Our theory is different from the theory of idealization (Liu 2004) in that his theory regards both models and theories as idealizations (Nowak 1972; McMullin 1985) whereas ours regards principles and laws in theories as the underlying true relationship found in physical situations and scientific models as approximating the physical situations (Niiniluoto 1987; Marquis 1991). Our theory is organized like a scientific one as ours has principles and a general (interaction) model of scientific study whereas the idealization theory is not organized as such. Our theory also includes the social process of publication (Fig. 1) that is absent in the idealization theory. Such a social process is important because it encourages scientists to make their knowledge and its quality objectively accessible, thereby serving the aim of scientific study.

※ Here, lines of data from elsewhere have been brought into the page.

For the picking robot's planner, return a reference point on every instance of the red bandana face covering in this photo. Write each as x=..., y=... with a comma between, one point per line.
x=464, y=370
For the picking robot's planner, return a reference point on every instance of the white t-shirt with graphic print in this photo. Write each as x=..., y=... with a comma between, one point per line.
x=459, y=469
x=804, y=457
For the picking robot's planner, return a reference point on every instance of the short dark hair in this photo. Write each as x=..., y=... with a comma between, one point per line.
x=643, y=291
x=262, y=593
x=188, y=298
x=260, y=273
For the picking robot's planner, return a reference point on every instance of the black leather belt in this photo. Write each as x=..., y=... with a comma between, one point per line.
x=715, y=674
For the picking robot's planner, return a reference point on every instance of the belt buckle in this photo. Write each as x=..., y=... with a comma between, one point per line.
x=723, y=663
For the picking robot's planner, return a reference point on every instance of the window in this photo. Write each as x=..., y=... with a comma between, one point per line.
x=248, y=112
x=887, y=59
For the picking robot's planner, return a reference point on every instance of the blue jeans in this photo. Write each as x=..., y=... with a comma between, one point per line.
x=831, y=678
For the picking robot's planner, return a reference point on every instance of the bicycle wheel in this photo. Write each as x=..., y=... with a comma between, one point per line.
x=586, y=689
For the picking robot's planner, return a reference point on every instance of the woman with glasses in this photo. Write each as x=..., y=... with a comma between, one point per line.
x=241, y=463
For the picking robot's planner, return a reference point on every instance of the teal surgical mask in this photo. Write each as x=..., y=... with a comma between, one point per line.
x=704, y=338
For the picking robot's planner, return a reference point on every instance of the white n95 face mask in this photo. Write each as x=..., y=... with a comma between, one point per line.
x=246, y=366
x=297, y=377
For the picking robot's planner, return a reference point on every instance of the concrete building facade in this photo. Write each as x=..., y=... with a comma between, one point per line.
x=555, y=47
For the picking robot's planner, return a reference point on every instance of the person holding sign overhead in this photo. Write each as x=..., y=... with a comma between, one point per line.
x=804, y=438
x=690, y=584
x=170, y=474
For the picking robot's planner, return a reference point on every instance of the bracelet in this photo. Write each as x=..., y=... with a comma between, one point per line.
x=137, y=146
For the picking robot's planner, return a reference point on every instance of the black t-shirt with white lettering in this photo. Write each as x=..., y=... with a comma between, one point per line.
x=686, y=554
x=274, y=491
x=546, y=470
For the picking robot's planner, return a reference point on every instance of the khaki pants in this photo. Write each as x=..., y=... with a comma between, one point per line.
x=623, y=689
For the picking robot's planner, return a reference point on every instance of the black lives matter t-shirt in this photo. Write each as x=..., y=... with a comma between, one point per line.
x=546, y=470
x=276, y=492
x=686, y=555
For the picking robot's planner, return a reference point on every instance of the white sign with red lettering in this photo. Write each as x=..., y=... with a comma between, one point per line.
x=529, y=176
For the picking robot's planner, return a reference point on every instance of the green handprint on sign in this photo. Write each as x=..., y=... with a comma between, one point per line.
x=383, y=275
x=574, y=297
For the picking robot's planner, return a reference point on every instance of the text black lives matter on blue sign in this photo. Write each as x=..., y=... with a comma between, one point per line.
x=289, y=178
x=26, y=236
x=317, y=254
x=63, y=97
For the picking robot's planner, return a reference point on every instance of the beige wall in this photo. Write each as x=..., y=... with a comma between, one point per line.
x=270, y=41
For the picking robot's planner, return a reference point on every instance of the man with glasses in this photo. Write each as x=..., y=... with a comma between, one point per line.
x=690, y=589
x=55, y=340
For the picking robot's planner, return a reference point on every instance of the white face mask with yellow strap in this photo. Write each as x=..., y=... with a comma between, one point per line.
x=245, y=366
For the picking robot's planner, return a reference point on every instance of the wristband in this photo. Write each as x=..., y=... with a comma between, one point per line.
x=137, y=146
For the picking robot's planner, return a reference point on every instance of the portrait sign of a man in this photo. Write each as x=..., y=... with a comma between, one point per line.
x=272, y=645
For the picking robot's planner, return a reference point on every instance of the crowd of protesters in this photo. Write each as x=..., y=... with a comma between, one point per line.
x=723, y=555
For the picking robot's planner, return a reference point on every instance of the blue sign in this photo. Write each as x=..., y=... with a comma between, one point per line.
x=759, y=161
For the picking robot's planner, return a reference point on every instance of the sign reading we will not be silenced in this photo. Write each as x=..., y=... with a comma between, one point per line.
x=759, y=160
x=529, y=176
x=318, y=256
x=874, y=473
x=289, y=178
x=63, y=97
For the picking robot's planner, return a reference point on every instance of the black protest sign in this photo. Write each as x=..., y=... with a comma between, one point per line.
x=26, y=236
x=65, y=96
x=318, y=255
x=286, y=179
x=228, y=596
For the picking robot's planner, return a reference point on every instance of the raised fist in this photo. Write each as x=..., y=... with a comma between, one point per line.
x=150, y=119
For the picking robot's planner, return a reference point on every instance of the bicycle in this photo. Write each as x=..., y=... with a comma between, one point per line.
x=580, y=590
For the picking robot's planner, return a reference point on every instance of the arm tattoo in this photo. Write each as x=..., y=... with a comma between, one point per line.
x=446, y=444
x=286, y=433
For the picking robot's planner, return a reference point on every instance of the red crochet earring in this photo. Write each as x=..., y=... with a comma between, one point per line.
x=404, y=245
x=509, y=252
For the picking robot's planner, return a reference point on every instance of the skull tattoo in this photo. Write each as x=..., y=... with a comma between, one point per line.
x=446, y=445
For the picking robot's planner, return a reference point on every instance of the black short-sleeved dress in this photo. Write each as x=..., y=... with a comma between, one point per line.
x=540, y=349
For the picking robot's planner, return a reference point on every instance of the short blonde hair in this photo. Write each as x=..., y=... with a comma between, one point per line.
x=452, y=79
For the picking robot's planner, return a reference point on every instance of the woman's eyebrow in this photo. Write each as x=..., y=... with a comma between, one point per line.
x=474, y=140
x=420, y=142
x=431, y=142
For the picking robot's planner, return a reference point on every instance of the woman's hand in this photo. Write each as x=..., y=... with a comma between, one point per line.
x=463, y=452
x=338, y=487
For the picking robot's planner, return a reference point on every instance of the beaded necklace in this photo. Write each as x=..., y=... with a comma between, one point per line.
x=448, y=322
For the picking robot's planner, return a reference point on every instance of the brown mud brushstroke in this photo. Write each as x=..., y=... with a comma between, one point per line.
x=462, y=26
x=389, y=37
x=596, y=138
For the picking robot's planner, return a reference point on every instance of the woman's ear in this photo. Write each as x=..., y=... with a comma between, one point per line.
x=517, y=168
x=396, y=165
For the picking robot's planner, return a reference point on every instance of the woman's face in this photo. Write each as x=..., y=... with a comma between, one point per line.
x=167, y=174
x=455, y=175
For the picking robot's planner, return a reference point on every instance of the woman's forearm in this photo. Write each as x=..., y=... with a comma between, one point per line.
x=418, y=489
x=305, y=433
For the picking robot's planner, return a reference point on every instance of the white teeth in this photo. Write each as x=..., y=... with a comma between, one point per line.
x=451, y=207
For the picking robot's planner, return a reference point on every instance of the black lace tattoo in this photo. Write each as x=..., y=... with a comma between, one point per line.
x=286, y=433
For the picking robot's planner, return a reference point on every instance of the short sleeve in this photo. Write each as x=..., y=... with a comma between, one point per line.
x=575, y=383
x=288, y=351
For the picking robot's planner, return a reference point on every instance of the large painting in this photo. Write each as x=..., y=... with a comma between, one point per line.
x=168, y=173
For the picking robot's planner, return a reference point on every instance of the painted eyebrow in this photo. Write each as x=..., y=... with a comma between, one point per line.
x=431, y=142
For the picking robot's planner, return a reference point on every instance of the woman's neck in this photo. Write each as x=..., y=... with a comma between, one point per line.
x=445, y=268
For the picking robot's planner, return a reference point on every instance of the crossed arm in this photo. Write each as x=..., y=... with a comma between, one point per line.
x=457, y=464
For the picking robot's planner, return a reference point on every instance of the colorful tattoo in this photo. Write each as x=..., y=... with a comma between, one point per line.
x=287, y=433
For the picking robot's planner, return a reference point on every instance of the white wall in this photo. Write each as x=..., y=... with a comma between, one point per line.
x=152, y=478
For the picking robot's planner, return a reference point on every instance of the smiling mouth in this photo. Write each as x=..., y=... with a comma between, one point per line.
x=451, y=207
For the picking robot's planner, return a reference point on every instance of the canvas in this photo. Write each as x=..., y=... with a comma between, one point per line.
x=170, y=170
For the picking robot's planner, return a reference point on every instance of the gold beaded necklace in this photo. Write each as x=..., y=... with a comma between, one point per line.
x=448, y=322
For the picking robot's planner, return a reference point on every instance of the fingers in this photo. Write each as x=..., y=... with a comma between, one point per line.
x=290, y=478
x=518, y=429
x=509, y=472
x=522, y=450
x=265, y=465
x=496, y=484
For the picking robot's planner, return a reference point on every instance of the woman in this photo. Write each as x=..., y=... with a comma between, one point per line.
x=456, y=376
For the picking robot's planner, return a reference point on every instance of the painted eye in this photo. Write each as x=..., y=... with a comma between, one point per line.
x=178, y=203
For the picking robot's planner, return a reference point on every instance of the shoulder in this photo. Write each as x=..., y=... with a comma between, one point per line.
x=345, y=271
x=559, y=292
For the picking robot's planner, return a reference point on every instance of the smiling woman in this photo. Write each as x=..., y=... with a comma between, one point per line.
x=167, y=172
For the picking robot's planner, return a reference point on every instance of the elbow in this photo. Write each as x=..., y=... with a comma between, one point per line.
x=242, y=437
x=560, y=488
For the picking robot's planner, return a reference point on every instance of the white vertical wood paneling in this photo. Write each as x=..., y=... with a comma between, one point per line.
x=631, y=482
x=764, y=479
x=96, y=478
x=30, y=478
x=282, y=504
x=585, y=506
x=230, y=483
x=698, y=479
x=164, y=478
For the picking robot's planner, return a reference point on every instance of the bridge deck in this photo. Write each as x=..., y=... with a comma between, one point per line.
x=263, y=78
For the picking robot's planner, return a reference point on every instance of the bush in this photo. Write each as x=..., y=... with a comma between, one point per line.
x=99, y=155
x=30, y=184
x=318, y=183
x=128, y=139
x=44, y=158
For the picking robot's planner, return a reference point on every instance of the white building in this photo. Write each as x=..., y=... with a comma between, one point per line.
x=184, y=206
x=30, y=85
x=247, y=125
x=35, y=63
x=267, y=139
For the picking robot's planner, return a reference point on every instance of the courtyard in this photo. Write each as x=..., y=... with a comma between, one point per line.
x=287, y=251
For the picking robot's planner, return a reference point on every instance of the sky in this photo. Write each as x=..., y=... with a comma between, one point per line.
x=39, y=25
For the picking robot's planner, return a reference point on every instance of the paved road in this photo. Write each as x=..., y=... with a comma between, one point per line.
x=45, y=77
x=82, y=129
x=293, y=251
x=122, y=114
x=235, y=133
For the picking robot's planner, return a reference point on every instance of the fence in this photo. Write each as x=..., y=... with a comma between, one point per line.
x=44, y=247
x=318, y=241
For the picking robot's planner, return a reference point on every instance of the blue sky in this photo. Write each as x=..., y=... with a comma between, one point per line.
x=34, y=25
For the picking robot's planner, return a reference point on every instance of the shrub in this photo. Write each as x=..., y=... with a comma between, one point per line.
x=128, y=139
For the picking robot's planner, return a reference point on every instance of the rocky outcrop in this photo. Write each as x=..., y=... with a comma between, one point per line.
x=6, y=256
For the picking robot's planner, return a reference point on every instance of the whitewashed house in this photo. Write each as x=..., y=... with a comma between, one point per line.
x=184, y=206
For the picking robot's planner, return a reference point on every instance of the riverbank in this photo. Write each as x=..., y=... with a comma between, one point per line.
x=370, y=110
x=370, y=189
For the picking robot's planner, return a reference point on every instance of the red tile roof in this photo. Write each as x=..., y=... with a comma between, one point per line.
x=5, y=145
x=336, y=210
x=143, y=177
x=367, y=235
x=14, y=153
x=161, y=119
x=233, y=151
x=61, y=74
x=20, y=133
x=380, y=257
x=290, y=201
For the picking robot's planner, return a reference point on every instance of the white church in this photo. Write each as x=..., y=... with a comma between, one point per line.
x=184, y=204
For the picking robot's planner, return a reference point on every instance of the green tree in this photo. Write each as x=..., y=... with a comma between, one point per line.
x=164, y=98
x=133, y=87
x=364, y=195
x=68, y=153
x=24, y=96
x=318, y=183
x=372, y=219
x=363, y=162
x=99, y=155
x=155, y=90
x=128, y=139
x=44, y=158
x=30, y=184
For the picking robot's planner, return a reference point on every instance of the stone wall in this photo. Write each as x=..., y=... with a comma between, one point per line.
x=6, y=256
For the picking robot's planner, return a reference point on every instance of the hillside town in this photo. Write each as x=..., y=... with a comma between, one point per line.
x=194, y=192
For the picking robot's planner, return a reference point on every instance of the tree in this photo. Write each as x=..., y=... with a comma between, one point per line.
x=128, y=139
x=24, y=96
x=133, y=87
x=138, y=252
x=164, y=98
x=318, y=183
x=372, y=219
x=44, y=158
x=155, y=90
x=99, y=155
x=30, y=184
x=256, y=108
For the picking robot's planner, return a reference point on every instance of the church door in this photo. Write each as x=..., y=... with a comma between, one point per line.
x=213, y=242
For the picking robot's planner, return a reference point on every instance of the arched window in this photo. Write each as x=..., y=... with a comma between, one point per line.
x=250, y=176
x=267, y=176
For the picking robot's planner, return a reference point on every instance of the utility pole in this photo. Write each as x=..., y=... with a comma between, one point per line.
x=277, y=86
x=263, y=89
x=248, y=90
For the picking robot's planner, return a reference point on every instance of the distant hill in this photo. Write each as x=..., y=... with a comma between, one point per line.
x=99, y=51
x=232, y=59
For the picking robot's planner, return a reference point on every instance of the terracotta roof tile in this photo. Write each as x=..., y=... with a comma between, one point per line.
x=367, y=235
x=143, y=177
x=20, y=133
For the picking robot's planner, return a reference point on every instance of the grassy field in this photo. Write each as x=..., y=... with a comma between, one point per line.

Our interaction model of scientific study is at a higher level than EER models or ontologies because the interaction model does not have the specific details about the axioms/rules, part-of relations, etc., so that our interaction model can be converted to EER models or ontologies by adding more specific information to it. We are unaware of any model of scientific study even though there is a proposed ontology for scientific experiments by Soldatova and King (2006). Apart from our interaction model being at a higher level than the intermediate level ontology of Soldatova and King (2006), our model explores horizontally the different aspects of scientific studies instead of vertically to all the low-level detailed concepts as explored by Soldatova and King (2006). In addition, Soldatova and King (2006) only provide an ontology for experiments whereas we provide our model for scientific study which includes experiments, so our model is more general and complete than the ontology by Soldatova and King (2006).

8 Conclusion

We have developed a theory of scientific study as a social learning process (Fig. 1) of scientists creating, revising, applying, monitoring (e.g., confirming) and disseminating (working) scientific knowledge. This theory is not a scientific theory yet, because it lacks detailed quantification to support the construction of a scientific model. However, it has its aim, a set of principles and assumptions which scientists are expected to follow or to acknowledge implicitly. Our theory also shows that a scientist does not just possess scientific knowledge but also enabling technical knowledge (that has often gone unnoticed). Our theory has a general interaction model (Fig. 7), and we showed how our theory is applied to this interaction model. This interaction model (with EER constructs) serves as a template for those who want to develop specialized EER diagrams for knowledge management of specific scientific disciplines or to develop domain ontologies specific for the different scientific disciplines.